In some countries of the world, the U.S. included, obesity is considered to be at epidemic levels, and it has captured the attention of government officials. Recently, a connection has been discovered between obesity and oral health. For instance, periodontal disease has been found to be prevalent in people with a body mass index above 30. Dr. Dustin Lee of your San Bruno dental team is concerned about this strong link between obesity and oral health.
Impact of diet on obesity and oral health
Diet is considered to be one factor affecting both these situations. Generally, obese people take in greater amounts of fat and sugar, both of which contribute to periodontal disease. With all those fats and sugars being consumed, obese people then become less likely to eat foods with healthy micro-nutrients that help to prevent cavities and gum disease.

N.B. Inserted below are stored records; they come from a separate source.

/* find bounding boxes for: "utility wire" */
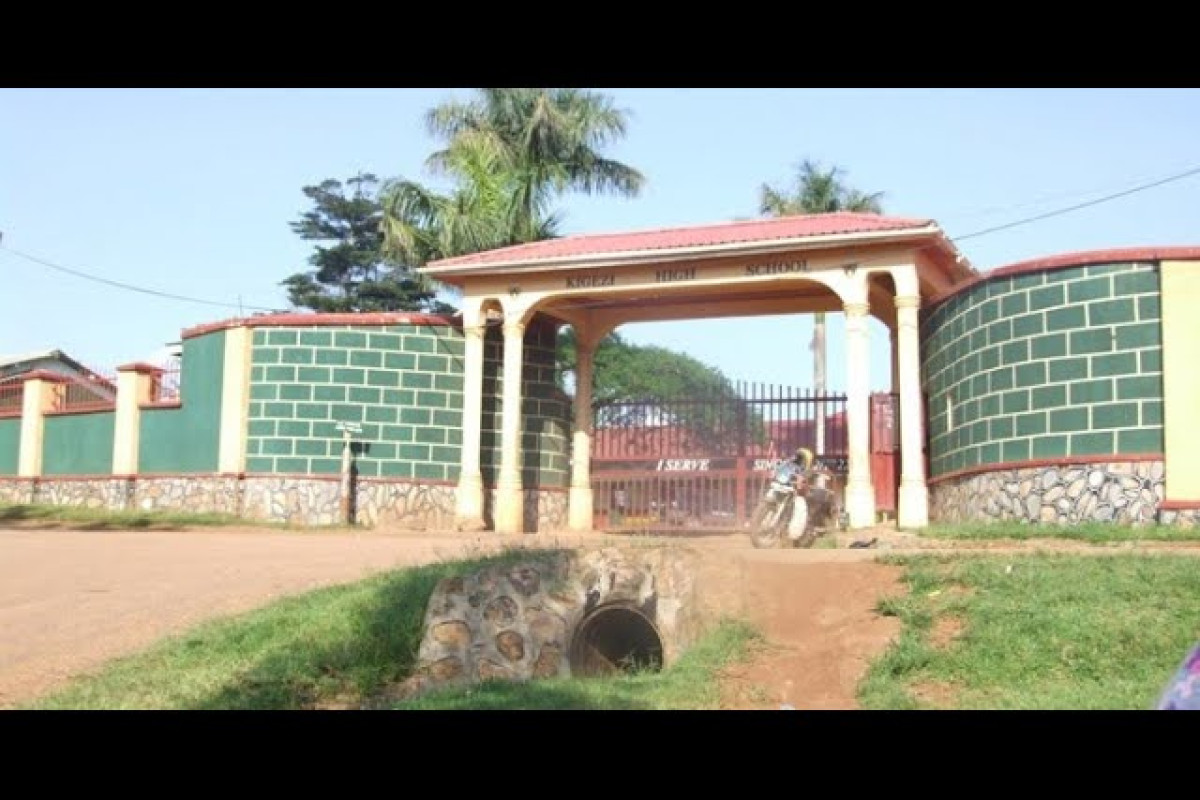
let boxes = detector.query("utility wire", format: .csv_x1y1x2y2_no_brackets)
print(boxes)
9,167,1200,312
950,167,1200,242
0,245,281,312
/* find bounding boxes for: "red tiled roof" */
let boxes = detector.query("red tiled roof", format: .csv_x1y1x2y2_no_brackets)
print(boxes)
426,212,932,269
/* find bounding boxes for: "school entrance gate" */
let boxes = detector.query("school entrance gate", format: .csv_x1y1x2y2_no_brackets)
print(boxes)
590,383,899,533
421,212,977,533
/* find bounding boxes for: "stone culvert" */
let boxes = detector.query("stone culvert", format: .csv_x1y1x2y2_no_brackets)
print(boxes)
400,548,700,697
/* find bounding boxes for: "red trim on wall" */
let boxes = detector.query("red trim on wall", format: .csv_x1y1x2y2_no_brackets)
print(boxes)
926,246,1200,309
928,453,1164,486
42,403,116,416
116,361,166,375
182,312,462,339
6,369,71,384
1158,500,1200,511
244,473,570,494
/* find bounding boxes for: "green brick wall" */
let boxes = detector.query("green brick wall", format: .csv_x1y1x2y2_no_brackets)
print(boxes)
922,264,1163,476
138,331,226,473
246,325,569,486
0,416,20,475
481,324,571,487
42,411,116,475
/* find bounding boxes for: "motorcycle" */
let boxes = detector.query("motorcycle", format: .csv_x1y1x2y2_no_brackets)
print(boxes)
750,457,845,548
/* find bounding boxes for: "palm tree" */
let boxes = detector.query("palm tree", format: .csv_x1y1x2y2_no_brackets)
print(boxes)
758,158,883,452
425,89,646,242
383,89,644,264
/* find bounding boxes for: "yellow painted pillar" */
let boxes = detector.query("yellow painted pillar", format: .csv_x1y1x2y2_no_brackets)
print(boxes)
1161,261,1200,504
113,363,162,475
895,295,929,528
844,302,875,528
494,321,526,534
568,329,595,531
17,372,62,477
455,324,486,530
217,327,253,474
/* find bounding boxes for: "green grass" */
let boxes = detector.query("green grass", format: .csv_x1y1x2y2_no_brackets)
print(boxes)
32,548,566,709
916,522,1200,543
391,620,758,711
859,554,1200,709
0,504,247,530
0,503,349,530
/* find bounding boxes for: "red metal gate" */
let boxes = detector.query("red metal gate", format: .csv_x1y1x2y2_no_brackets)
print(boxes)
592,383,899,533
592,383,846,531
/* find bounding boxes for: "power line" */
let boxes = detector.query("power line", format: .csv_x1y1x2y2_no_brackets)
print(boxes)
0,243,280,312
952,167,1200,242
937,163,1200,222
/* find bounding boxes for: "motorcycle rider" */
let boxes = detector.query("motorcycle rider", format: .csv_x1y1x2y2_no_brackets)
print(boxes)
772,447,812,545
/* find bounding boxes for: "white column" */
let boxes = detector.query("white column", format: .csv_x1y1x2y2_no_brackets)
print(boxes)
455,325,486,531
845,302,875,528
896,295,929,528
568,329,595,530
496,321,526,534
113,363,162,475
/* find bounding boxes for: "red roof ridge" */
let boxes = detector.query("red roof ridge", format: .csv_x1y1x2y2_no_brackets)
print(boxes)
528,211,932,242
426,211,935,267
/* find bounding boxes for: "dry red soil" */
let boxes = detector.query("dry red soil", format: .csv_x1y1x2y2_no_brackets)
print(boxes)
0,528,1200,710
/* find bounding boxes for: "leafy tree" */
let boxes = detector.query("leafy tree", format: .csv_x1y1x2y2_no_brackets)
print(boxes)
558,327,762,452
281,173,454,313
384,89,644,264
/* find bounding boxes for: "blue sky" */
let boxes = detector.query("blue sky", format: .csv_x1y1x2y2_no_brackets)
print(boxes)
0,89,1200,387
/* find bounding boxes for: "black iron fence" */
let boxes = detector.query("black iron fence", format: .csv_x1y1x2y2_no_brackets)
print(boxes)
592,383,847,530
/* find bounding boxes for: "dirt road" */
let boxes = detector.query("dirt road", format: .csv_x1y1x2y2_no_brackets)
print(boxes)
0,529,619,708
7,529,1180,708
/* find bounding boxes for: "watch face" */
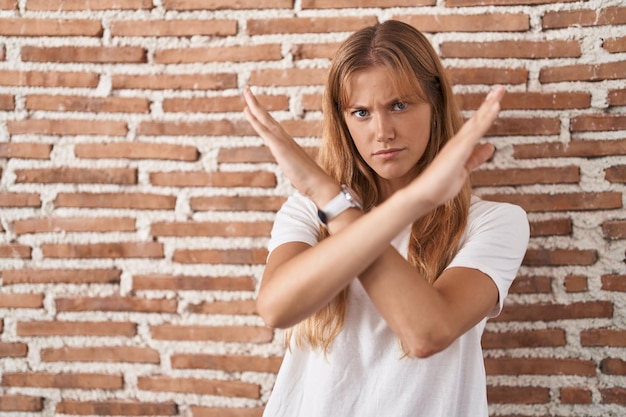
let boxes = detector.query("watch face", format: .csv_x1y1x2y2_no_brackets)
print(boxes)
341,184,363,209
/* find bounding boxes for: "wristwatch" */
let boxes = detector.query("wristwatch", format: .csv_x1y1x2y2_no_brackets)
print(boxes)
317,184,363,226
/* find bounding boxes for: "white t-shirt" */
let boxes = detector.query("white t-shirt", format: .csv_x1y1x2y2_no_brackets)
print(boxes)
264,194,529,417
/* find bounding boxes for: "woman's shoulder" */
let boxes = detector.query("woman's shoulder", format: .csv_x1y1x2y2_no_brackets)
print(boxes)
469,195,527,217
468,196,529,234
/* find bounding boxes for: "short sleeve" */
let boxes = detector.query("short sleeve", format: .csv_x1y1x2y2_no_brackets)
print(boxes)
448,198,530,317
268,193,320,253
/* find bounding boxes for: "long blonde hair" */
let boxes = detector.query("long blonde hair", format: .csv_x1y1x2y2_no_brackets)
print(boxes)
286,20,471,352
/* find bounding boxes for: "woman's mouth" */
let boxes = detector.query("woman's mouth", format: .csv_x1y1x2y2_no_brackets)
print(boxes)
374,148,404,159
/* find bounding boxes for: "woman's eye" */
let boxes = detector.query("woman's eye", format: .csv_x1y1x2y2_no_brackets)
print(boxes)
393,102,409,110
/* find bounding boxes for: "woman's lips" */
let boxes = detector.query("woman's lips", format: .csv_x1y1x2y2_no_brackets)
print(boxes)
374,148,404,159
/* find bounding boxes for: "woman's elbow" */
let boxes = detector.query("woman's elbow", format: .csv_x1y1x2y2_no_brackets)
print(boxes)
256,293,290,329
405,326,454,359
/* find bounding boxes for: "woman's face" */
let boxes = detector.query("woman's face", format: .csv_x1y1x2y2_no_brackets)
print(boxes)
343,66,432,196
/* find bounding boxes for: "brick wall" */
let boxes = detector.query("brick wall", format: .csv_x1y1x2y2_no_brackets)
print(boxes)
0,0,626,417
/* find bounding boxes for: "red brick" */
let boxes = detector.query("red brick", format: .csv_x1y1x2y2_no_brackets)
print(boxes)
600,387,626,406
539,62,626,84
522,249,598,266
248,16,378,36
0,342,28,358
602,36,626,54
510,276,552,294
2,372,124,390
513,139,626,159
111,73,237,91
0,293,43,308
189,406,264,417
217,146,318,164
13,217,136,235
602,220,626,240
137,376,261,399
487,117,561,136
0,243,32,259
111,19,237,38
171,354,283,374
74,142,200,162
54,193,176,210
21,46,147,64
485,357,596,377
41,242,164,259
542,7,626,29
150,324,274,343
0,17,103,37
530,218,572,237
250,68,328,86
487,386,550,404
0,394,43,412
455,92,591,110
163,95,289,113
481,329,566,349
302,0,436,9
0,70,99,88
604,165,626,183
580,329,626,347
0,93,15,111
606,89,626,106
601,274,626,292
26,0,153,11
440,40,581,59
15,167,137,185
1,268,121,285
154,44,283,64
150,171,276,188
471,166,580,187
392,13,530,33
570,113,626,131
26,94,150,113
56,400,179,416
0,0,17,9
560,387,593,404
40,346,161,364
172,249,267,265
0,142,52,159
133,275,255,291
564,275,589,292
483,192,622,212
446,67,528,85
137,120,251,136
189,195,286,211
7,119,128,136
291,42,340,61
600,358,626,375
187,300,257,315
55,296,178,313
161,0,293,10
150,221,273,237
16,321,137,337
491,301,613,322
0,193,41,208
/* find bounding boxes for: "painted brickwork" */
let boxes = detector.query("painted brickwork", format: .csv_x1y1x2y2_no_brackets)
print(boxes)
0,0,626,417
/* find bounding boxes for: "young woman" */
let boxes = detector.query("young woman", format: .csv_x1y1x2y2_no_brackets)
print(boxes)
244,21,529,417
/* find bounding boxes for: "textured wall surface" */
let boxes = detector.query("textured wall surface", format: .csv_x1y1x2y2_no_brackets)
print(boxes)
0,0,626,417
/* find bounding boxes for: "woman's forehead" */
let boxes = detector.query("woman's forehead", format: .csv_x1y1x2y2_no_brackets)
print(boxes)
340,65,424,105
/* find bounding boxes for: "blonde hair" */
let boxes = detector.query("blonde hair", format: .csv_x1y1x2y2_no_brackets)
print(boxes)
286,20,471,352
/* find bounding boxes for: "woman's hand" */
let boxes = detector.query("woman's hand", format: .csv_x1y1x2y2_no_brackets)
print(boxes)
409,86,505,208
243,87,339,207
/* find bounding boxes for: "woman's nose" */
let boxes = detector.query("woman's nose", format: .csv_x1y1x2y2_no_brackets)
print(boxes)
376,115,395,142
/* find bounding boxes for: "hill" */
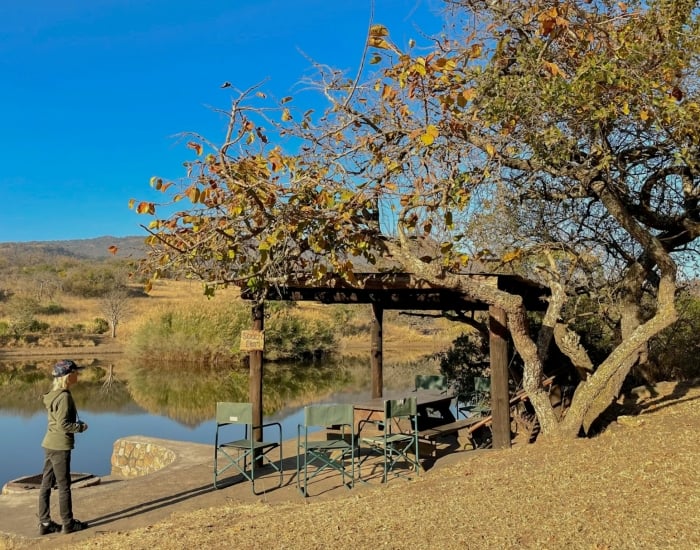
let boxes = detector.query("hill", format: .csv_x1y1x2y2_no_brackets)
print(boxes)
0,236,146,260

Your Simply Dentistry team recognizes that this inadequacy of healthy micronutrients is a contributing factor to increased periodontal issues, and therefore encourages a lifestyle change which includes more beneficial micro-nutrients.
The bacteria factor
One study which was conducted on women with a body mass index between 27 and 32 found that a common bacterium was present in virtually all of their samples. This common bacterium is related to the foods most strongly connected with obesity – fats and sugars. Experts recommend that the best approach to tackling the dual issue of obesity and oral health is to swap out those foods which are instantly converted to sugars in the mouth, or those which are already sugars.
Please contact us to discuss your questions and concerns about your oral health and obesity. Dentists can suggest effective dietary and lifestyle changes that can help you lose weight and keep your mouth and gums healthy.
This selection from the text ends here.